Karolyi has already resigned the head-of-delegation commission that would have gotten him to Seoul for the Olympic Games and is assuming the martyr status, the denied coach. Peters, however, expects that arrangements will be worked out and that Karolyi will attend.

"This is not a slumber party, an excursion," Karolyi said. "Nobody can ask me to come and stay like a dog under a bridge in Seoul. These are the Olympics. There is a village. You need credentials."

Karolyi's ambitions, in a sport that is economically as well as professionally competitive, have combined with his PR flair to stir many tempests in the past. And he seems only to be getting better with age.

It's likely the team will move forward, and with Karoyli's help. Although he said his obligations are fulfilled and that the team faces certain destruction without his experienced guidance--"They are gonna celebrate, celebrate and get this big, and it will be a big stunt to get them to move forward from here"--Karolyi admitted he would be on hand to help if necessary.

"If I hear (from his wife Marta, Peters' assistant coach) that there is trouble, that they are scared to do the big trick, I will come out," Karolyi said. He will not sleep under any bridges, he said.

If this story continues, it will obscure some individual stories of attraction. Phoebe Mills for one. She was a longtime subordinate in the Karolyi gym, eating Phillips' chalk dust. But she has now won both the championships and trials with consistent routines to eclipse everybody for the moment.

Then there is Garrison-Steves, finally making it in her second trials. She is the product of the NCAAs, an all-around champion from Oklahoma. Normally, elite gymnasts go to college as a kind of pasture; Garrison-Steves, the only married member on the team, reversed the process.

There were also performances that Peters believes can earn the U.S. team a medal. "We're equal in strength to the '84 team, relative to the other countries," he said. He agreed that this team is a more level one, without the charismatic star that emerged in 1984. But that was OK from his standpoint. He likes teamwork, even though early bickering would seem to indicate there would be little.

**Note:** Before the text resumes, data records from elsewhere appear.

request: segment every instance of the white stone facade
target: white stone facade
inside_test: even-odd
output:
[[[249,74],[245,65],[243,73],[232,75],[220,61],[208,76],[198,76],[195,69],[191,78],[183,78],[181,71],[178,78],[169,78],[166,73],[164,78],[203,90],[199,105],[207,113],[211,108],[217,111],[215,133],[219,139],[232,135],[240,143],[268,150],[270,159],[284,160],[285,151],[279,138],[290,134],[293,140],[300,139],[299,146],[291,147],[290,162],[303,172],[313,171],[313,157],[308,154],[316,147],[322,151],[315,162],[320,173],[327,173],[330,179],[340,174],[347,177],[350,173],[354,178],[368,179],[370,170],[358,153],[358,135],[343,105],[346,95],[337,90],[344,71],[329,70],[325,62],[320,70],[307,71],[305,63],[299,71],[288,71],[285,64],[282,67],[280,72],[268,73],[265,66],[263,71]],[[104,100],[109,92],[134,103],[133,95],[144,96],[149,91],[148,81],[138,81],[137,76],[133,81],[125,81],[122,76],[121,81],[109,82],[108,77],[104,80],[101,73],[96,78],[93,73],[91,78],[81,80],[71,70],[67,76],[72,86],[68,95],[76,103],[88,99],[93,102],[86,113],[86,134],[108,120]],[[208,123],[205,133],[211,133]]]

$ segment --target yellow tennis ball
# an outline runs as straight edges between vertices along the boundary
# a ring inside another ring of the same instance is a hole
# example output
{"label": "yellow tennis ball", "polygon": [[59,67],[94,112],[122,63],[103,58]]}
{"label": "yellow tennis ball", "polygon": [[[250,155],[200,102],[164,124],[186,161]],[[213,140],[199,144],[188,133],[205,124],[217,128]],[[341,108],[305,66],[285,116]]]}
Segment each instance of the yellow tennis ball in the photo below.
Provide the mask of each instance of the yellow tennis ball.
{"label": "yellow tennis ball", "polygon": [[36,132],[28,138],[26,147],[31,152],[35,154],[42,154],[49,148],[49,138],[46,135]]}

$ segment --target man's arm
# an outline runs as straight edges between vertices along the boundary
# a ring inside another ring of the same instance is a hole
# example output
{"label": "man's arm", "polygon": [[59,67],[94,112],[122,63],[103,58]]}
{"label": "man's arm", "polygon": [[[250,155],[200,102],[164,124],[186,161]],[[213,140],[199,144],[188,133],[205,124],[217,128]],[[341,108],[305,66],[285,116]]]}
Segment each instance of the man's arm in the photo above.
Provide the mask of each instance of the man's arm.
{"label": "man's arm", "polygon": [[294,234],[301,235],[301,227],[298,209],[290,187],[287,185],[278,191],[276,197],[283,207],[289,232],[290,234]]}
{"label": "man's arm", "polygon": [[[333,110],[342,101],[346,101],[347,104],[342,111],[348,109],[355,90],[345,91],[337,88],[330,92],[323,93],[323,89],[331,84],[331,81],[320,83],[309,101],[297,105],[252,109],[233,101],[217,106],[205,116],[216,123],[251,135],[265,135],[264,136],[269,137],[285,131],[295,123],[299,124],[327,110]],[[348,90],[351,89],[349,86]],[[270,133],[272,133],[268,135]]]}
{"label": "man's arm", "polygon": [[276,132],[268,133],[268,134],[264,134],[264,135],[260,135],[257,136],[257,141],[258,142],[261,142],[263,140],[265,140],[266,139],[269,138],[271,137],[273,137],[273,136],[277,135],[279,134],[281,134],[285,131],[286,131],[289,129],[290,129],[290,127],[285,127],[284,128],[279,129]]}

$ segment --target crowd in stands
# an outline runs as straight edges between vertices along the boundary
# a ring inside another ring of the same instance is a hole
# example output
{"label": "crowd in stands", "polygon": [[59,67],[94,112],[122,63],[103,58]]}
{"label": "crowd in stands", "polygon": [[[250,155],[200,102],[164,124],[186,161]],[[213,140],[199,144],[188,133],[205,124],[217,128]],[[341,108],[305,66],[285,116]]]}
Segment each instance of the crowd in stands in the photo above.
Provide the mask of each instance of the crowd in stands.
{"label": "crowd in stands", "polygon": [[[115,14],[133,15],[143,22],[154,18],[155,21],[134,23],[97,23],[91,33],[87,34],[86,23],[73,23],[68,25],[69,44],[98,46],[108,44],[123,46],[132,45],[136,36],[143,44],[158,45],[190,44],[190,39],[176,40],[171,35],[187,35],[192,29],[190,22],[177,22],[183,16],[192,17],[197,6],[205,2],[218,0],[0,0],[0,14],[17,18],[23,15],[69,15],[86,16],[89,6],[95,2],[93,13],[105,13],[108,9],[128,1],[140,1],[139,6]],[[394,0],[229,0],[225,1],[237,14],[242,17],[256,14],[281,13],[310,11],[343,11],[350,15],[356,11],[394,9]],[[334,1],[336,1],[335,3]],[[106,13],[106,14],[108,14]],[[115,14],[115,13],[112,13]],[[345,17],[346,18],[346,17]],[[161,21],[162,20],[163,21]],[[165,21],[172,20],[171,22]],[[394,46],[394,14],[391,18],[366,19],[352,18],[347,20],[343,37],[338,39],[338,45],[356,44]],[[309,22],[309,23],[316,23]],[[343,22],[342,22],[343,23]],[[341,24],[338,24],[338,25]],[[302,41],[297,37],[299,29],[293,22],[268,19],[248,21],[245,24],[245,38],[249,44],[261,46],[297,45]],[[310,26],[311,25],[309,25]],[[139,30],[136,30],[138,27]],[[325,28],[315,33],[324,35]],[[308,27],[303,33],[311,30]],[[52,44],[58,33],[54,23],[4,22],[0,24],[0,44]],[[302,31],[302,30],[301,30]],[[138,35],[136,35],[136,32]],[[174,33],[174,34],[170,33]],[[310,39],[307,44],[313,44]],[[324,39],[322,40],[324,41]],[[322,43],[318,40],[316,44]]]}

Yet, there were examples of a greater effort. One of the most memorable was Mills' finish on beam. Just as she was about to dismount off the beam, teammate Phillips realized that nobody (Coach Karolyi?) had removed the springboard, where Mills would soon be landing. Phillips rushed out, pulled it away and rolled her eyes. Mills soon landed safely on the mat and earned a 9.85. The team is already rounding into shape.